Date of Award


Document Type


Degree Name

Doctor of Philosophy (PhD)


College of Science and Mathematics



Thesis Sponsor/Dissertation Chair/Project Chair

Nicole Panorkou

Committee Member

Joseph DiNapoli

Committee Member

Mika Munakata

Committee Member

Teo Paoletti


Angle measurement is a significant topic in almost all areas of mathematics learning and also in many disciplines outside mathematics education, such as engineering and architecture. According to the literature, there are three common conceptions of angles – as union of rays, rotations, and wedges. Researchers argued that students must consider these three angle concepts together to construct a meaningful understanding of angles. However, the curriculum standards for mathematics often present these angle conceptions separately to students, probably resulting in a fragmented understanding of the angle concept. In addition to this problem, the research literature documents multiple alternative conceptions that students exhibit when they engage with static representations of angles, which is the prevalent way of the current teaching and learning of the concept. Consequently, this dissertation study aimed to explore how students may reason about angles when they engage in tasks that present angles dynamically and bridge the three conceptions. Specifically, this dissertation examined (a) the forms of reasoning that students exhibit as they engaged in dynamic digital tasks that bridged the three conceptions of angles, (b) the characteristics of the design (tasks, tools, and questioning) that supported particular forms of students’ reasoning, and (c) how the design evolved to support students’ reasoning for angles.

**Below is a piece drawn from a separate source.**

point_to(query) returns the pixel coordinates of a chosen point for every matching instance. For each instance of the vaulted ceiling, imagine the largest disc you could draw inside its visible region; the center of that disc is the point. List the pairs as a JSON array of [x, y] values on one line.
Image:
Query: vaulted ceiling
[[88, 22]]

Prior research on dynamic measurement and quantitative reasoning guided the design of tasks in GeoGebra to prompt the students to examine how angles are generated and change dynamically. A design experiment methodology was followed to engineer particular forms of reasoning about angles in these dynamic situations and explore how the specific design supports these forms of reasoning. Video-recorded data were collected from four third-grade students working on the tasks individually. Two phases of data analysis were conducted – ongoing analysis and two levels of retrospective analysis. The ongoing analysis as each design experiment unfolded showed how students’ prior knowledge and in-the-moment reasoning about angles influenced the modification of the design. The first level of retrospective analysis conducted at the end of each design experiment illustrated four categories of student reasoning, namely reasoning about the three angle conceptions, constructing multiplicative comparisons between angles, reasoning about an angle as a discrete or continuous quantity, and measuring angles using multiplicative reasoning. The second level of retrospective analysis at the end of all design experiments crosscompared all students’ reasoning and demonstrated the specific characteristics of the design that supported students’ reasoning about angles in those four categories. These findings can be foundational for supporting students’ conceptual understanding of angles in both research and practice.